Information technology systems consume a lot of energy and create carbon emissions, making IT an important area where firms can focus their sustainability efforts, says Sunil Mithas, the Ralph J. Tyser Professor of Information Systems at Maryland Smith. Along with three co-authors — Jiban Khuntia of the University of Colorado at Denver, Terence Saldanha of Washington State University, and V. Sambamurthy of Michigan State University — he studied how investing in green IT systems reduced energy consumption and positively impacted profits for firms in the fast-growing emerging market of India. He says the findings should have companies pushing to implement green IT initiatives that promote greater environmental sustainability — not just for the good of the Earth, but also for the financial reward.

Climate change and the future of the earth’s natural resources have become a global priority, and with increasing pressure from investors, customers and many governments, more companies are working to reduce their environmental impact with more sustainable operations practices, says Mithas.
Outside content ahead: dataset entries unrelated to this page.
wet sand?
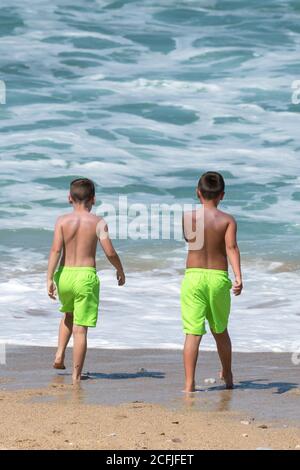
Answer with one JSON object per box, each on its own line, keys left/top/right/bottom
{"left": 0, "top": 346, "right": 300, "bottom": 449}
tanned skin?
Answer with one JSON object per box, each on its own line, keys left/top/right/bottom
{"left": 47, "top": 194, "right": 125, "bottom": 385}
{"left": 182, "top": 188, "right": 242, "bottom": 392}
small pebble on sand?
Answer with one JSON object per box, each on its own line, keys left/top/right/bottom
{"left": 204, "top": 378, "right": 216, "bottom": 384}
{"left": 240, "top": 420, "right": 250, "bottom": 425}
{"left": 242, "top": 434, "right": 248, "bottom": 438}
{"left": 258, "top": 424, "right": 268, "bottom": 429}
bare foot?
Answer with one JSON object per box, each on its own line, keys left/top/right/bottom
{"left": 225, "top": 381, "right": 234, "bottom": 390}
{"left": 53, "top": 355, "right": 66, "bottom": 370}
{"left": 72, "top": 375, "right": 81, "bottom": 386}
{"left": 184, "top": 381, "right": 196, "bottom": 393}
{"left": 220, "top": 371, "right": 234, "bottom": 389}
{"left": 53, "top": 362, "right": 66, "bottom": 370}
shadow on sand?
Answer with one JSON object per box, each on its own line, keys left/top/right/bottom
{"left": 205, "top": 379, "right": 298, "bottom": 394}
{"left": 56, "top": 370, "right": 166, "bottom": 380}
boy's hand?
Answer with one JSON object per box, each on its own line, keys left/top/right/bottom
{"left": 117, "top": 270, "right": 125, "bottom": 286}
{"left": 47, "top": 279, "right": 57, "bottom": 300}
{"left": 232, "top": 278, "right": 243, "bottom": 296}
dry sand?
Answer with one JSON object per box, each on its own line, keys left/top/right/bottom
{"left": 0, "top": 346, "right": 300, "bottom": 450}
{"left": 0, "top": 386, "right": 300, "bottom": 450}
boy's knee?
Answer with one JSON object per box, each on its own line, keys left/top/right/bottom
{"left": 64, "top": 312, "right": 73, "bottom": 321}
{"left": 211, "top": 328, "right": 229, "bottom": 338}
{"left": 73, "top": 325, "right": 87, "bottom": 335}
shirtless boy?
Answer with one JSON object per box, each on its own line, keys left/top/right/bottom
{"left": 181, "top": 172, "right": 242, "bottom": 392}
{"left": 47, "top": 178, "right": 125, "bottom": 385}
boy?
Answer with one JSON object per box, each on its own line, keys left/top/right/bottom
{"left": 47, "top": 178, "right": 125, "bottom": 385}
{"left": 181, "top": 171, "right": 242, "bottom": 392}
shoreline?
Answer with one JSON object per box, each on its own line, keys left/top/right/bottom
{"left": 1, "top": 340, "right": 298, "bottom": 353}
{"left": 1, "top": 346, "right": 300, "bottom": 418}
{"left": 1, "top": 346, "right": 300, "bottom": 449}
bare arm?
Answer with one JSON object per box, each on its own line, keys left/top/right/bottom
{"left": 225, "top": 217, "right": 243, "bottom": 295}
{"left": 47, "top": 217, "right": 63, "bottom": 299}
{"left": 98, "top": 221, "right": 125, "bottom": 286}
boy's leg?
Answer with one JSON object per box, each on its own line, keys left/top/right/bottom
{"left": 54, "top": 312, "right": 73, "bottom": 369}
{"left": 211, "top": 329, "right": 233, "bottom": 389}
{"left": 183, "top": 334, "right": 202, "bottom": 392}
{"left": 72, "top": 325, "right": 88, "bottom": 385}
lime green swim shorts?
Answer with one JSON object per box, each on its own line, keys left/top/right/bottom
{"left": 54, "top": 267, "right": 100, "bottom": 327}
{"left": 181, "top": 268, "right": 232, "bottom": 336}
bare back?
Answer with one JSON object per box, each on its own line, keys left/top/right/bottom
{"left": 184, "top": 207, "right": 231, "bottom": 270}
{"left": 58, "top": 212, "right": 100, "bottom": 267}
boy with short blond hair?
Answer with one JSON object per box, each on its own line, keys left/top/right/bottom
{"left": 47, "top": 177, "right": 125, "bottom": 385}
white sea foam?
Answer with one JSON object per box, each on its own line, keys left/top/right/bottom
{"left": 0, "top": 258, "right": 299, "bottom": 352}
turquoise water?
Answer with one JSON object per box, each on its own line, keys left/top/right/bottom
{"left": 0, "top": 0, "right": 300, "bottom": 351}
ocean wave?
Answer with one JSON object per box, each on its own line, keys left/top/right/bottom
{"left": 0, "top": 261, "right": 299, "bottom": 352}
{"left": 1, "top": 0, "right": 300, "bottom": 351}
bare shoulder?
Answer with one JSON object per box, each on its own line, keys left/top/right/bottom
{"left": 217, "top": 210, "right": 236, "bottom": 227}
{"left": 55, "top": 213, "right": 70, "bottom": 225}
{"left": 89, "top": 213, "right": 104, "bottom": 225}
{"left": 88, "top": 214, "right": 106, "bottom": 234}
{"left": 55, "top": 212, "right": 81, "bottom": 228}
{"left": 183, "top": 208, "right": 202, "bottom": 220}
{"left": 182, "top": 208, "right": 200, "bottom": 228}
{"left": 93, "top": 213, "right": 103, "bottom": 221}
{"left": 183, "top": 208, "right": 195, "bottom": 219}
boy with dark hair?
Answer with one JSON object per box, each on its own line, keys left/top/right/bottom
{"left": 47, "top": 177, "right": 125, "bottom": 385}
{"left": 181, "top": 171, "right": 242, "bottom": 392}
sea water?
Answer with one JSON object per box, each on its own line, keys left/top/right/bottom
{"left": 0, "top": 0, "right": 300, "bottom": 351}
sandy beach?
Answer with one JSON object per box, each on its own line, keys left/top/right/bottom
{"left": 0, "top": 346, "right": 299, "bottom": 450}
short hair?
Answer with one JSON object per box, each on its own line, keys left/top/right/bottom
{"left": 198, "top": 171, "right": 225, "bottom": 200}
{"left": 70, "top": 178, "right": 95, "bottom": 203}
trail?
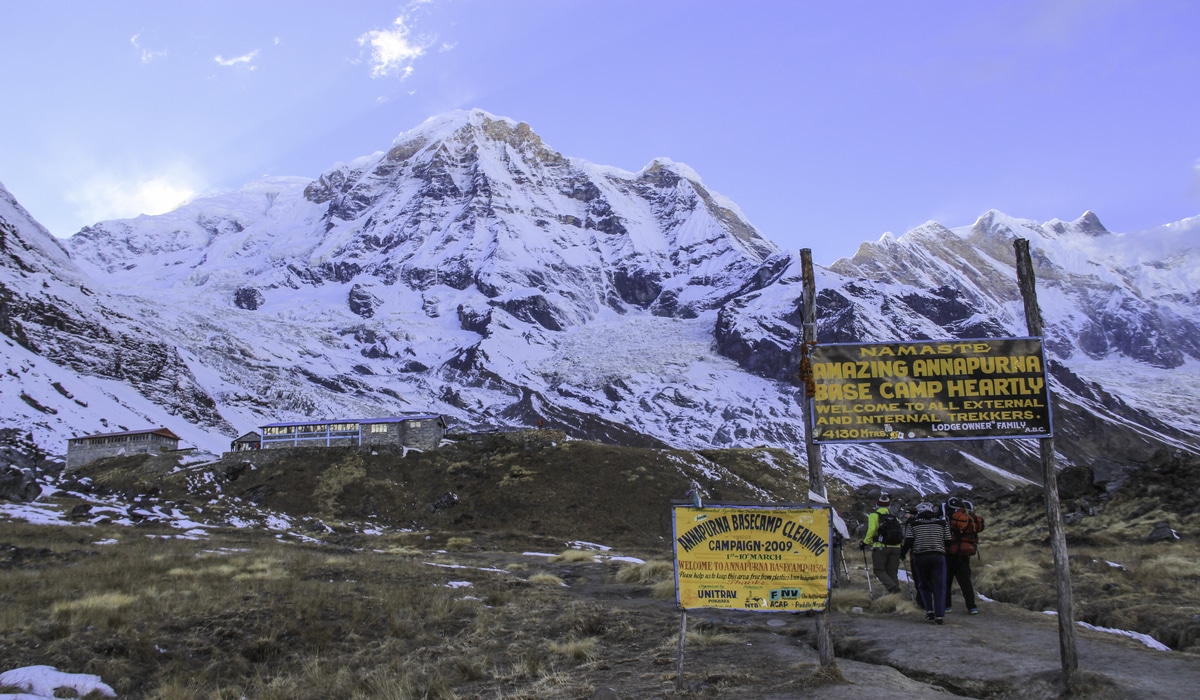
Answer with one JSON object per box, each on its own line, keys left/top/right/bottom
{"left": 442, "top": 550, "right": 1200, "bottom": 698}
Because technology use and computing needs are continuously growing, IT operations can be part of the solution to create sustainable businesses and curb carbon emissions, say the researchers.
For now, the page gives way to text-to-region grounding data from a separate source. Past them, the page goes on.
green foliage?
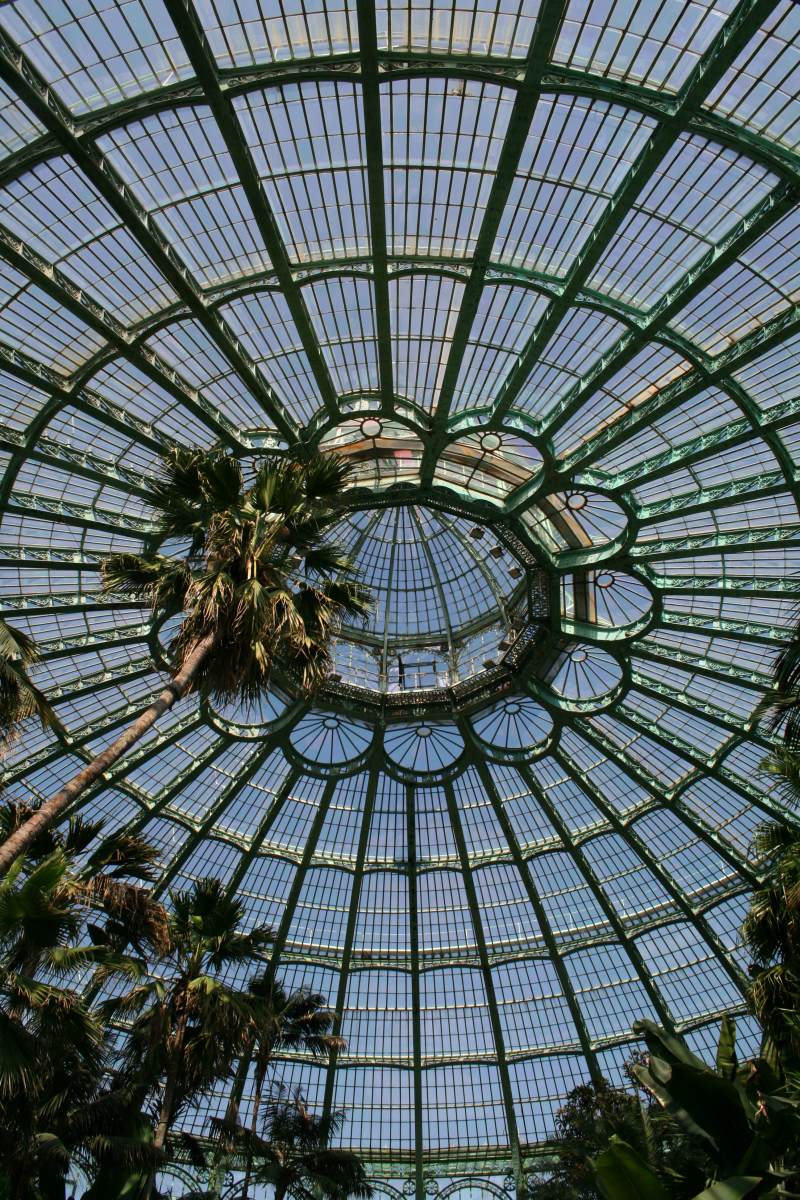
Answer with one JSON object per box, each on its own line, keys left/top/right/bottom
{"left": 0, "top": 814, "right": 161, "bottom": 1199}
{"left": 238, "top": 978, "right": 345, "bottom": 1198}
{"left": 529, "top": 1070, "right": 707, "bottom": 1200}
{"left": 740, "top": 807, "right": 800, "bottom": 1074}
{"left": 101, "top": 447, "right": 373, "bottom": 700}
{"left": 214, "top": 1086, "right": 372, "bottom": 1200}
{"left": 0, "top": 617, "right": 62, "bottom": 746}
{"left": 593, "top": 1017, "right": 800, "bottom": 1200}
{"left": 102, "top": 877, "right": 274, "bottom": 1200}
{"left": 594, "top": 1137, "right": 670, "bottom": 1200}
{"left": 0, "top": 798, "right": 363, "bottom": 1199}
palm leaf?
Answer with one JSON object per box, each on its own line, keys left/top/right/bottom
{"left": 101, "top": 553, "right": 189, "bottom": 617}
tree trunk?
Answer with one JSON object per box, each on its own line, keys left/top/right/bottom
{"left": 0, "top": 633, "right": 215, "bottom": 875}
{"left": 142, "top": 999, "right": 191, "bottom": 1200}
{"left": 241, "top": 1053, "right": 270, "bottom": 1200}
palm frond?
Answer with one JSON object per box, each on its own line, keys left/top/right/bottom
{"left": 101, "top": 553, "right": 189, "bottom": 618}
{"left": 301, "top": 544, "right": 358, "bottom": 577}
{"left": 0, "top": 620, "right": 62, "bottom": 739}
{"left": 299, "top": 453, "right": 356, "bottom": 502}
{"left": 150, "top": 447, "right": 243, "bottom": 543}
{"left": 0, "top": 618, "right": 39, "bottom": 665}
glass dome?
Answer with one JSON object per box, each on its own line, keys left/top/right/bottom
{"left": 0, "top": 0, "right": 799, "bottom": 1192}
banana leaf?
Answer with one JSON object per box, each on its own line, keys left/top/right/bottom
{"left": 594, "top": 1136, "right": 670, "bottom": 1200}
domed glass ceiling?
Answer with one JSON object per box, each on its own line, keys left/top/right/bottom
{"left": 0, "top": 0, "right": 799, "bottom": 1191}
In information technology, going green can mean designing, manufacturing, using and disposing of computers, servers and associated subsystems efficiently and effectively with minimal or no impact on the environment. Green IT also involves creating better business practices so firms can save energy, reduce electronic waste, better manage operations and consider their environmental footprint by looking at the activities of their suppliers and customers.

The researchers looked at how firms were impacted when they implemented green IT operations within the firm and when they worked with outside suppliers that operate with sustainable practices. They find that both actions cut a firm’s energy consumption, but only operations-oriented green IT initiatives increased the firm’s profits, thanks in part to the cuts in energy costs.

“This suggests that if a firm wants to earn profits from its green IT, it needs to explore possibilities of increasing operational efficiencies through operations‐oriented green IT implementations,” write the researchers. But firms won’t see a boost to profits from working with green suppliers.

Mithas and his co-authors surmise one reason may be that choosing green product suppliers could cost firms more than other suppliers. Or if the green supplier saves them money, their competitors may be reaping the same benefits from the same suppliers, negating any advantage for the firm.

“Our findings suggest that green IT need not be viewed merely as another politically correct technology initiative or management ‘fad’ with no economic rationale; instead green IT can be evaluated like any other resource or value‐adding initiative with positive profit implications,” write the researchers. Mithas says the profit boost should provide the motivation for managers to implement green IT and justify any upfront costs to implementing green technology within a firm.

The researchers go as far to say policy makers, regulators, and institutional investors should demand the disclosure of firms’ sustainability initiatives, including those related to green IT, to bring more attention and transparency to the importance of sustainability initiatives. They suggest that governments could encourage early and broad adoption of green IT initiatives through tax policies and rebates, or with mandates or encouragement from regulatory bodies such as the Securities and Exchange Commission, the Environmental Protection Agency, and various industry associations that can play an important role in the disclosure of information related to greenhouse gas emissions and green IT.

The study provides one of the first empirical tests of how green IT investments at the firm level are associated with energy cost reduction and higher profits.